The forest swallowed her whole.

Dark and endless, it loomed like a forgotten world untouched by time. Towering trees stretched high into the heavens, their knotted branches locking together to block out even the moonlight. A green haze hung thick in the air, the scent of damp moss, old bark, and decaying leaves clinging to her lungs. Every step Aurora took made the ground groan beneath her, soft and wet with layers of fallen foliage and unseen roots that clawed at her feet like the hands of the dead.

Vines curled around tree trunks like serpents, and the silence—broken only by the low hoot of an unseen owl or the sudden cry of a crow—felt sacred, almost dangerous. Shadows moved even when she did not. The air pulsed with a strange, humming stillness, the kind that made the skin crawl and the heart question reality.

It was not just a forest. It was a gate. A warning. A place where no path was safe and nothing alive truly slept.

-

Fog lay like a quilt upon the ground, soft and damp, curling around her ankles. Owls hooted in the distance. Crows shrieked overhead. Somewhere, a wolf howled.

Aurora blinked. She was wide awake now. Her heart pounded.

"Where…?"

She looked around in horror.

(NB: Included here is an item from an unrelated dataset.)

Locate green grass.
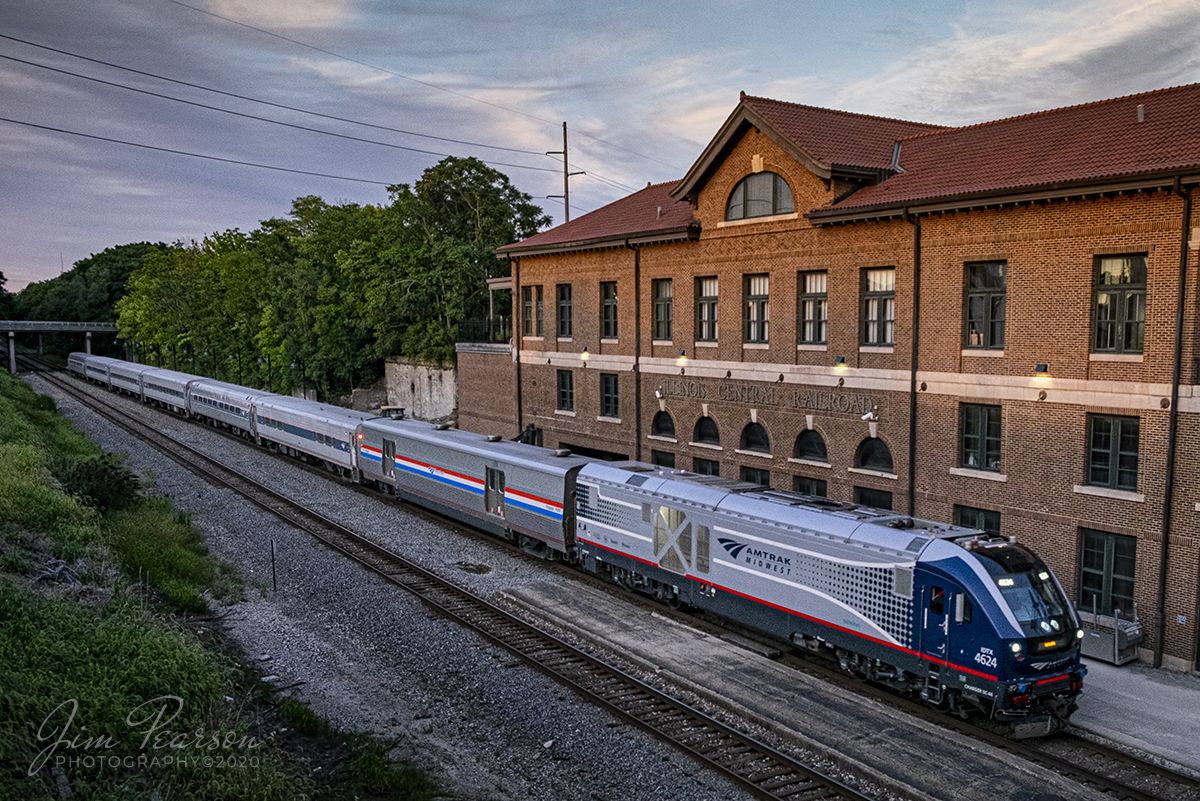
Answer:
[0,371,437,801]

Her arms were scratched, her feet dirty. She had no memory of how she got here. Just fog. Forest. Fear. And then—

A flicker of light.

There, between the twisted branches, stood a small cottage. Not warm and cozy like a villager's hut.

This was older, carved from blackened stone and roofed with thick, knotted vines. The windows were round like eyes, and from within, a faint amber light flickered. Voices murmured.

She hesitated. But what choice did she have?

Aurora crept forward. Each step echoed against the silence. Her breath was unsteady. Her hand reached for the door.

The instant her fingers touched the wood, it creaked open slowly.

The smell hit her first—herbs, ash, burnt lavender, something sharp like sulfur.

She stepped in slowly. Shelves lined the walls, stacked with jars containing bones, powders, dried flowers, eyeballs suspended in liquid. Strange runes glowed faintly on the floor. A bubbling cauldron gurgled over a smokeless fire.

The door slammed behind her. She screamed and spun around.

The wind inside the cottage stirred the curtains—and then came the voice.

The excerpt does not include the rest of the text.